See, this is why BC's statement that 'he loved Nancy,' and NOT going to any of the memorials or funeral are contradictory. He's shown absolutely NO love of Nancy since her murder. Well, he even went so far as to say a whole slew of disparging things about her.

Pretty well tells ME EXACTLY what he thought and THINKS of Nancy. :(

JMHO
fran

And her family and friends, as well.
 
Tomorrow, Monday, is the hearing on the psych evaluation. Does anyone see any reason why the judge would deny it? What argument could K&B produce to block it? I see a positive decision as being in the best interests of the children.
 
Tomorrow, Monday, is the hearing on the psych evaluation. Does anyone see any reason why the judge would deny it? What argument could K&B produce to block it? I see a positive decision as being in the best interests of the children.

Since this is related to the custody of Brad's two children. I would think the Court would want to see some substantial evidence of mental instability (ie medical records) before a psych evaluation is ordered. There's got to be some basis for making that order.
 
Tomorrow, Monday, is the hearing on the psych evaluation. Does anyone see any reason why the judge would deny it? What argument could K&B produce to block it? I see a positive decision as being in the best interests of the children.
Isn't the burden of proof on the plaintiffs? Unless they can make a case for why with evidence, I'm not sure the judge will force BC to undergo a psych exam. It all depends on what they have to offer as 'proof' at the hearing. It may be the same thing they offered to get the ex-parte motion or maybe it's something more.
 
Isn't the burden of proof on the plaintiffs? Unless they can make a case for why with evidence, I'm not sure the judge will force BC to undergo a psych exam. It all depends on what they have to offer as 'proof' at the hearing. It may be the same thing they offered to get the ex-parte motion or maybe it's something more.

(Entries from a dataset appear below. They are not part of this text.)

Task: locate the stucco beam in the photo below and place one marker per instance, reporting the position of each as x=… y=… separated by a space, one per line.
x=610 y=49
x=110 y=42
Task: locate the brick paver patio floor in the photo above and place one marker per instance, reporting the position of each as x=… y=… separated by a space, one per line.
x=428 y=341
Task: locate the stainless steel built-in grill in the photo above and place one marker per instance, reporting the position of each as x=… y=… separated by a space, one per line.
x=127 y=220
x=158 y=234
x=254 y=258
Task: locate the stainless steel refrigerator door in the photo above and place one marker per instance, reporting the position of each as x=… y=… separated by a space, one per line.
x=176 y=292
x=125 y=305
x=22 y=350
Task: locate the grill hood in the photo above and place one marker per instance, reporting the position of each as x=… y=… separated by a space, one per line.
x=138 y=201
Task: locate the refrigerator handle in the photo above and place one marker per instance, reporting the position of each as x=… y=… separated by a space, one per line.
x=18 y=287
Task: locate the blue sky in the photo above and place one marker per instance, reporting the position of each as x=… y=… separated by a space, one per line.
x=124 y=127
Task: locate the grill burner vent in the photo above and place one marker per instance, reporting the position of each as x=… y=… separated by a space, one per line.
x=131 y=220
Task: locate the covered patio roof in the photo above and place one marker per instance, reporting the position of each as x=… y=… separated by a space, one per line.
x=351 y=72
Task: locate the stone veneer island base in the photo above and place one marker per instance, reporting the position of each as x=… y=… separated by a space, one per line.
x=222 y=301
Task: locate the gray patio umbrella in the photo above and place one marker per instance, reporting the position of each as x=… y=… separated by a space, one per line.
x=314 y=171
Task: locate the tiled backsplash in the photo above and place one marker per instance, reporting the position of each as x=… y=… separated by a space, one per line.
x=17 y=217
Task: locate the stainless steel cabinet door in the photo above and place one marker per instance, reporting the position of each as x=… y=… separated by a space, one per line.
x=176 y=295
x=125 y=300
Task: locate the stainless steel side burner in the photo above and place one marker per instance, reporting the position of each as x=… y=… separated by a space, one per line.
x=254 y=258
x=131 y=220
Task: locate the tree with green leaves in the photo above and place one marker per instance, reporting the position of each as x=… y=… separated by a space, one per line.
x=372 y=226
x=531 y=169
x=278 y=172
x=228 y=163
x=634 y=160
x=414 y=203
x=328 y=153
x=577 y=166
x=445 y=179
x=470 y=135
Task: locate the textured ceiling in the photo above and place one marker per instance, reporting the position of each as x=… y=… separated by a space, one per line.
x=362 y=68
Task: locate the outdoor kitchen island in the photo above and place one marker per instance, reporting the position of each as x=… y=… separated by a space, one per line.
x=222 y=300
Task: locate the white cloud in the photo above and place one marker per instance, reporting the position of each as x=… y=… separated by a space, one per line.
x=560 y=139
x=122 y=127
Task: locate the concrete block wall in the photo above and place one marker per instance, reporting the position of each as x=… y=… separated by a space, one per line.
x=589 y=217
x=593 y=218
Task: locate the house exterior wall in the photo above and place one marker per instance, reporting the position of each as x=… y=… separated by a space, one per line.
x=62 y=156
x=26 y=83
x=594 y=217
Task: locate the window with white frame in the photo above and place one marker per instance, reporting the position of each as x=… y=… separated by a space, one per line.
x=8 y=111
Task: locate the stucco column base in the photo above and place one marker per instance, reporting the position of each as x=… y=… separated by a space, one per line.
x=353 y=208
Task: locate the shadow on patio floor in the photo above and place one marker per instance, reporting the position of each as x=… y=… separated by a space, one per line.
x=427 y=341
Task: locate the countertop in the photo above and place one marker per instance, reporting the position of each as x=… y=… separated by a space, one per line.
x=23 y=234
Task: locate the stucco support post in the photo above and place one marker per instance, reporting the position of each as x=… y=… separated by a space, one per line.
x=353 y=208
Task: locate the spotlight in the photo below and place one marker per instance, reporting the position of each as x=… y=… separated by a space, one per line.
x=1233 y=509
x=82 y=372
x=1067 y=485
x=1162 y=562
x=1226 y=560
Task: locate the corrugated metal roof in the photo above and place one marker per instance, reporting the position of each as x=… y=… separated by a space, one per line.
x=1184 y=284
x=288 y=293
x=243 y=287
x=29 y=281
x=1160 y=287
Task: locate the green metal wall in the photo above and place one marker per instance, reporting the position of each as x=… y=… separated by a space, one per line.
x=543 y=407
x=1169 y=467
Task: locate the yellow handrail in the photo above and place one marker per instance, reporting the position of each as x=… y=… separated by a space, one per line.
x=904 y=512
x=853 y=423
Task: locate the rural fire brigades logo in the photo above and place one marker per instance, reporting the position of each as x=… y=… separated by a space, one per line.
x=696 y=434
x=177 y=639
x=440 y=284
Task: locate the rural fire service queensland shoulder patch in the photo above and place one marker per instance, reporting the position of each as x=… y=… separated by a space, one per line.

If BC protests too much, however, would it not raise suspicion that there may be some reason he does not want his psyche probed? And remember, best interests of the children is the guiding star. That would give WCFC a lot of latitude, I think. It will be an interesting tomorrow. Judge may also order plaintiffs the same 'opportunity' for psyche evals.
 
Since this is related to the custody of Brad's two children. I would think the Court would want to see some substantial evidence of mental instability (ie medical records) before a psych evaluation is ordered. There's got to be some basis for making that order.

I worry so much for Katie & Bella........they have already been taken suddenly from what routines they knew, their friends, and both of their parents. I don't know if a judge can take into consideration that the only remaining parent could possibly have murder charges brought against them at any time.

To allow the girls to return to their father and then him be charged with murder resulting in them being moved YET again......I dunno. Hope the judge considers all possible angles with this custody case.

This is just my opinion....and of course, I don't know Brad Cooper but, I cannot imagine him raising & caring for two little girls....especially as young as they are.

ETA.....I wish someone from Nancy's family or one of her friends would offer a report on how the girls are doing and if they are adjusting alright........I think about those two little cuties alot.